While there was still a healthy population of small holders as well as the great landlords, there was always possibility of recovery by the enslaved state, and themselves, the enslavers, as happened at Sparta in the time of Lycurgus, driven out of the land for hundreds of years... With a massive proletariat beholden to the men of the city for their freedom (as day laborers!), the former aristocracy even if they should ever awaken to their duty, would have no chance... Nor did they.

 

All those "liberalizing" laws promulgated by Solon and his successors, steadily deprived the ancient families of Attica of their former power and prerogative. The shadow of power was put into the hands of ignoble persons, as indeed would have been so many of the "Demagogues", and other "Democratic" officials, who, too often would have been no more than blind creatures lifted up from the mob to the service of money power...

 

By the devices existing as part of what is known as "democracy", such as Ostrakism through rumor put into circulation by the secret societies in the city, controlled, as in today, by the bankers without a doubt, "Leaders" no longer "suitable" could be removed.
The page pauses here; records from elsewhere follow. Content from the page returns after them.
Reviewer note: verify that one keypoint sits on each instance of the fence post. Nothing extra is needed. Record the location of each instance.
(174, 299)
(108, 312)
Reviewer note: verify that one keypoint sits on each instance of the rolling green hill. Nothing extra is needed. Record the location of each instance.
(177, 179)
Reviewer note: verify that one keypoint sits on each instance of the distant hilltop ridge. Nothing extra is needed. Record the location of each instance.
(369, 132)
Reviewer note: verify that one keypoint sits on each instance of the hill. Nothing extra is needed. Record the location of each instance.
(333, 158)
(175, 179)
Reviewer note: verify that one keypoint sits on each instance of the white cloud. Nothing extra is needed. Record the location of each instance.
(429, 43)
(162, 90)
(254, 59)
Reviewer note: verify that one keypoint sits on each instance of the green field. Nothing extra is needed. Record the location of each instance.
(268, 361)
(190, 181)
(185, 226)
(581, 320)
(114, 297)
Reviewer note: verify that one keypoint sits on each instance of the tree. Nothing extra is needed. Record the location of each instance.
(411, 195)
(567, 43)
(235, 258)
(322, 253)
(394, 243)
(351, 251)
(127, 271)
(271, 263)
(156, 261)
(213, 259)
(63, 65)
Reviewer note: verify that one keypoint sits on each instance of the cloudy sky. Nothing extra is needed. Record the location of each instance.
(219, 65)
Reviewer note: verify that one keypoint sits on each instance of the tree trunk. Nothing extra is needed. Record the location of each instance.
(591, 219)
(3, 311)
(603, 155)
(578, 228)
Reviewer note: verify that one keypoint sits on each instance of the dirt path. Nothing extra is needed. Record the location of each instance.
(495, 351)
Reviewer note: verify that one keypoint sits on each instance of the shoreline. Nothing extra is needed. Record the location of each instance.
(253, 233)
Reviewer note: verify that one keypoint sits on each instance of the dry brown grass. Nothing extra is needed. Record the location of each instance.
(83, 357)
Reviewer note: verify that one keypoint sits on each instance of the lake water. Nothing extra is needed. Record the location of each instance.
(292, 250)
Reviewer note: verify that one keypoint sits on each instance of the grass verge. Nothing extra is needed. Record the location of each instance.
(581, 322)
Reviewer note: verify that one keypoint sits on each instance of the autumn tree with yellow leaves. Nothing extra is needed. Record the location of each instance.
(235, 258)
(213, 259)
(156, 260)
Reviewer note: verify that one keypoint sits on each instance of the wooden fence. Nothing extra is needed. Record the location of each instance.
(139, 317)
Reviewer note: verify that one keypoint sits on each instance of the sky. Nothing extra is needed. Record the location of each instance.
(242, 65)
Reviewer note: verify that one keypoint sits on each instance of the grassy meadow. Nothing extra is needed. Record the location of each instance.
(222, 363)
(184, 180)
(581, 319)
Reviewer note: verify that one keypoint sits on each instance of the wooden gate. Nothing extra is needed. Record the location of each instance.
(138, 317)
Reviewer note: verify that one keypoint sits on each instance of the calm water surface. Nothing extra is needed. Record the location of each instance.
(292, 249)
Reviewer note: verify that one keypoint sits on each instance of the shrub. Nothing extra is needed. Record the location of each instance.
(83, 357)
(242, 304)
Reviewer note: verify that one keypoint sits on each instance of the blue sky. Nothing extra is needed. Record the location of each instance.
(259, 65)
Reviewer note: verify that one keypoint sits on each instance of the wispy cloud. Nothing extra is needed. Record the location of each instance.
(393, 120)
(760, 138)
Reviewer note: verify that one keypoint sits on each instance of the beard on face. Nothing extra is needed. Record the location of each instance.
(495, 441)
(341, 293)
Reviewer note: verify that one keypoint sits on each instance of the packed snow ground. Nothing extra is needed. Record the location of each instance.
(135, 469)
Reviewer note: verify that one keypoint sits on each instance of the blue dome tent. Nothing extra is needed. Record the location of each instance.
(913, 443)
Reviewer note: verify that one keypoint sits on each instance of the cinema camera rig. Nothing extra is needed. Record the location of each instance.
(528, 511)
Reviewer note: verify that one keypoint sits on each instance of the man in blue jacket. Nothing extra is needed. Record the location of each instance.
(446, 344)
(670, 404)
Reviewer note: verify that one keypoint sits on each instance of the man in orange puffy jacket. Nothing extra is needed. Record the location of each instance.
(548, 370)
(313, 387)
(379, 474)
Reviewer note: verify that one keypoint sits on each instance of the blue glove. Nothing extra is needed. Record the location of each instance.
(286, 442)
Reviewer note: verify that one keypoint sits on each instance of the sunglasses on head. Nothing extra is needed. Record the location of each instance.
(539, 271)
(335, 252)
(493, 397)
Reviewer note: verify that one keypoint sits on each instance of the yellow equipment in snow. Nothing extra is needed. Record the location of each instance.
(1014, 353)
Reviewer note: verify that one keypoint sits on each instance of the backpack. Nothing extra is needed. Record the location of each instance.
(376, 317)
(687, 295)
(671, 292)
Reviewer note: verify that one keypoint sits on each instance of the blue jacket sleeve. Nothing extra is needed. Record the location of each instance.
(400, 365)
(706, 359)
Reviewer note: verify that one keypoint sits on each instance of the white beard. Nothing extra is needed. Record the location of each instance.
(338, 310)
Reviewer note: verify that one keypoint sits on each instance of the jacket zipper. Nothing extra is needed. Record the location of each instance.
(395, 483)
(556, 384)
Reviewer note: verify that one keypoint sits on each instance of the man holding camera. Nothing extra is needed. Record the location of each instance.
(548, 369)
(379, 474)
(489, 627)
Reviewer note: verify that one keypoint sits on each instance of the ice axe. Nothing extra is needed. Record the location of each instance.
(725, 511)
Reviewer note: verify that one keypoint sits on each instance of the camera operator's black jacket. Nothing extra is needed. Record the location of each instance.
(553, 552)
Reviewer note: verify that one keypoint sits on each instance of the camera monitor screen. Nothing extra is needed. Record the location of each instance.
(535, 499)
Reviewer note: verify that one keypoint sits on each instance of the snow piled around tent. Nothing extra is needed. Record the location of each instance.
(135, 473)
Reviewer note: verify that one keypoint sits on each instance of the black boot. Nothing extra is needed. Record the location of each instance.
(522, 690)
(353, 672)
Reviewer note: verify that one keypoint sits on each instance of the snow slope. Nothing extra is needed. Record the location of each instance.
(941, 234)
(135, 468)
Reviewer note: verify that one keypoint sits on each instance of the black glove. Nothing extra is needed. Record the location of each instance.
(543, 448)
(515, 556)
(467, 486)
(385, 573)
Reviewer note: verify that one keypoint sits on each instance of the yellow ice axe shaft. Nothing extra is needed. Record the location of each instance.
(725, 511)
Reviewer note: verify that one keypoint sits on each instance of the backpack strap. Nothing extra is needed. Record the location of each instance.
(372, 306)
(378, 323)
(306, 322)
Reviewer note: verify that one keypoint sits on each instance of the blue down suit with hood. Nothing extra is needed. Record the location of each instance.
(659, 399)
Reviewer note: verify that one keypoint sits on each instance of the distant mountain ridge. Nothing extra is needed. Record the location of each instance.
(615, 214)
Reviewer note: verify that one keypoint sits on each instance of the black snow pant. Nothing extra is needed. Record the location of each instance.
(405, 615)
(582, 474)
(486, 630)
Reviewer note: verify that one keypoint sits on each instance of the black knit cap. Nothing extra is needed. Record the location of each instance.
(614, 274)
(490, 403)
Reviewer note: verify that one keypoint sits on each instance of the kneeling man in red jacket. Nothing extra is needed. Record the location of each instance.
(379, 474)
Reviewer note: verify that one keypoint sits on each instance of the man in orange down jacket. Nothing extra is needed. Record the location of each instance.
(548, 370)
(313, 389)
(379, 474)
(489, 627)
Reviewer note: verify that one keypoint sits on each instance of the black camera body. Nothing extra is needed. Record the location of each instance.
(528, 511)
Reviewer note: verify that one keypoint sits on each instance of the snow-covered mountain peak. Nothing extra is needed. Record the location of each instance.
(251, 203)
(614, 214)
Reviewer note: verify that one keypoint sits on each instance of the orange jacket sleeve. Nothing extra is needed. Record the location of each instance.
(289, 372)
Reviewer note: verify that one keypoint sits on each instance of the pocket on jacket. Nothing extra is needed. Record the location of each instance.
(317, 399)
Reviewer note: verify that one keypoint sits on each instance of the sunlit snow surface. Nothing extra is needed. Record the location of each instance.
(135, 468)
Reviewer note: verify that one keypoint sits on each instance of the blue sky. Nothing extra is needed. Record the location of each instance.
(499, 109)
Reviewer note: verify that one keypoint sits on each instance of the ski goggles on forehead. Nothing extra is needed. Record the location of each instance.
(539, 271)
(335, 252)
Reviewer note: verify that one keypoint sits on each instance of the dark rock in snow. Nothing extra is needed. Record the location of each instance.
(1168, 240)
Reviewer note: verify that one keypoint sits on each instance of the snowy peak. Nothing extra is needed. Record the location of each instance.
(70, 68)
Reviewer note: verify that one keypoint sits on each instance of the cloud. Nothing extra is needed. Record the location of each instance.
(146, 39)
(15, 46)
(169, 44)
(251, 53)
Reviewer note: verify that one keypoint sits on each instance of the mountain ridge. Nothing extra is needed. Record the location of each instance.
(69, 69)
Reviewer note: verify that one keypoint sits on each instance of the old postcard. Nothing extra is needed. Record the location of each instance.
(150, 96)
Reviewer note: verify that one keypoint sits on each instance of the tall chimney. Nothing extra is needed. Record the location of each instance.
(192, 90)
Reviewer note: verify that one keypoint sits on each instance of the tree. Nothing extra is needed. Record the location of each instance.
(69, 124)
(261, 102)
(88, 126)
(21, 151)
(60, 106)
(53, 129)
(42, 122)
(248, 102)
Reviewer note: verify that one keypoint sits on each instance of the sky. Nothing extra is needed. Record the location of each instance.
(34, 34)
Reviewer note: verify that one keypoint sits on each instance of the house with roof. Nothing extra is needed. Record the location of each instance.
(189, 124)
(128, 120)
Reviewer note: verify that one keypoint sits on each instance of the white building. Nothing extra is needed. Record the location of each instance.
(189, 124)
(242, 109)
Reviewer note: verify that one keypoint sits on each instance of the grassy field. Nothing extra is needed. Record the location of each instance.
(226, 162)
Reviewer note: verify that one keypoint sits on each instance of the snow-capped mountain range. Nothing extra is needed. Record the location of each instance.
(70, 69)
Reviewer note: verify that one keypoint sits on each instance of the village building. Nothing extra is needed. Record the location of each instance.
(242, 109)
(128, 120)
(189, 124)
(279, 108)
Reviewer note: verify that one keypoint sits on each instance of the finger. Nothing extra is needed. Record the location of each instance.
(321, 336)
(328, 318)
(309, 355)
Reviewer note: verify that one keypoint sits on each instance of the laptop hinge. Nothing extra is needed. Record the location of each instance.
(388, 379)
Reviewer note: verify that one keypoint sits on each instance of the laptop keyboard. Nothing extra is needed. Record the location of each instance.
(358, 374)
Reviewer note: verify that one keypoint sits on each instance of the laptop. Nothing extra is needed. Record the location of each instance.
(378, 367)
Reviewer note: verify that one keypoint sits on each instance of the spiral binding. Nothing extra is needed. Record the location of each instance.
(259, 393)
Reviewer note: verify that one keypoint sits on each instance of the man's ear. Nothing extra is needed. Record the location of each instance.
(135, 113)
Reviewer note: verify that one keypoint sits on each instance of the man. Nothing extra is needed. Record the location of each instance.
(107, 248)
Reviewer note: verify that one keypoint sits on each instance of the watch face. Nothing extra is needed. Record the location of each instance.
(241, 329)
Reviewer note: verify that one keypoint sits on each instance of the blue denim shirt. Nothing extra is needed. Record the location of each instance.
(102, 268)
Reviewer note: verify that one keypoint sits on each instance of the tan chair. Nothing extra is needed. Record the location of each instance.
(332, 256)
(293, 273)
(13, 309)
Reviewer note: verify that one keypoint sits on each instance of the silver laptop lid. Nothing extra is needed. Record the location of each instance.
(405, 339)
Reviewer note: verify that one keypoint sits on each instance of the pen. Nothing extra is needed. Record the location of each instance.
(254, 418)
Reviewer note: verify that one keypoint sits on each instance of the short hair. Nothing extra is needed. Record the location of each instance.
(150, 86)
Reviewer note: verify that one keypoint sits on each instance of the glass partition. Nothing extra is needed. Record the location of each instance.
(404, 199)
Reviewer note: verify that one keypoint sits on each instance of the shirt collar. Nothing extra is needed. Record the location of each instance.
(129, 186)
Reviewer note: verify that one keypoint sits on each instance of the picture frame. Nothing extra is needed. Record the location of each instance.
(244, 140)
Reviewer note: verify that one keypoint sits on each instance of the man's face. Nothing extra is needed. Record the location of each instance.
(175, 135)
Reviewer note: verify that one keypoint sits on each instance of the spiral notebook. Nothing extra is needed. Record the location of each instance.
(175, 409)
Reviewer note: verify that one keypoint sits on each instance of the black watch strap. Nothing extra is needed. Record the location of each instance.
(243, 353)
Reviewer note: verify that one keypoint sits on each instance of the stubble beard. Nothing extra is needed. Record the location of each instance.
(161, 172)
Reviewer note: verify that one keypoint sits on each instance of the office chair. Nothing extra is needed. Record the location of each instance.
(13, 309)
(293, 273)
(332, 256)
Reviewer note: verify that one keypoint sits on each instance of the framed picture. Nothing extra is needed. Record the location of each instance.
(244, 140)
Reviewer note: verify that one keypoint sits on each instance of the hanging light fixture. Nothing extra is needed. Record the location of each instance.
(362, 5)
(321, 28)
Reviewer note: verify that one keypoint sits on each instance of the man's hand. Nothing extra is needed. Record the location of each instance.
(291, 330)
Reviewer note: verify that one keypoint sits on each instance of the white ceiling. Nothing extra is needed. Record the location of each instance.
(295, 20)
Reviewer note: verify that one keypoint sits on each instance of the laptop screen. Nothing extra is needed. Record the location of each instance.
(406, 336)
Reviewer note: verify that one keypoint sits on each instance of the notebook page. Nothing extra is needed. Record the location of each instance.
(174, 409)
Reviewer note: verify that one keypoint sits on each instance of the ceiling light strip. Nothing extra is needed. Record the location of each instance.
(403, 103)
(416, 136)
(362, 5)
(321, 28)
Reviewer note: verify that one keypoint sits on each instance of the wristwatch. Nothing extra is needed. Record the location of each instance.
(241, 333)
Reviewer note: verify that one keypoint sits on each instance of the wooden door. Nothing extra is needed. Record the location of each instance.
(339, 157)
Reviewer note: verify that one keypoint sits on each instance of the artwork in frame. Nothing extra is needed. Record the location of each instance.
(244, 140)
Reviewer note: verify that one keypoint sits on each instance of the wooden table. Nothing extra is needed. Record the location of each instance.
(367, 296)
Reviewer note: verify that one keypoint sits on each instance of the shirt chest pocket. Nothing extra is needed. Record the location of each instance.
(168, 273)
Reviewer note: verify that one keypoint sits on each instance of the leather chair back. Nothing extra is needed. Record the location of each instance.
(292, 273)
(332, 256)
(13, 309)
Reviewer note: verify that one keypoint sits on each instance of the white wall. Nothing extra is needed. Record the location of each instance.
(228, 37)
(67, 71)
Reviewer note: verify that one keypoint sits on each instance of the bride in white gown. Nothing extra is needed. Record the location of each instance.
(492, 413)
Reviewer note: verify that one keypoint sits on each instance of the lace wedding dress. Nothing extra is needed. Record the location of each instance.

"The tyrants themselves are repeatedly found making it part of their policy to keep their subjects employed on big industrial concerns. In more than one case we shall see their power collapsing just when this policy becomes financially impossible." (11)

In other words if that tyrant proved unsatisfactory to his masters, money that source of strength in political life, was cut off just at the time it would be most needed, such as when he had become involved in heavy spending.

 

Herein is further proof of the tyrant being not money power itself, but front man for money power...

"...This part of the tyrant's policy is noticed by Aristotle who quotes the dedications (buildings and works of art) of the Cypselids at Corinth, the buildings of Olymphian Zeus at Athens by the Peisistratids, and the works of Polycrates around Samos. To these names we add Theagenes of Megara, Phalaris of Agrigentum, Aristodemus of Cumae and the Tarquins of Rome, all of whom are associated with works of this kind." (12)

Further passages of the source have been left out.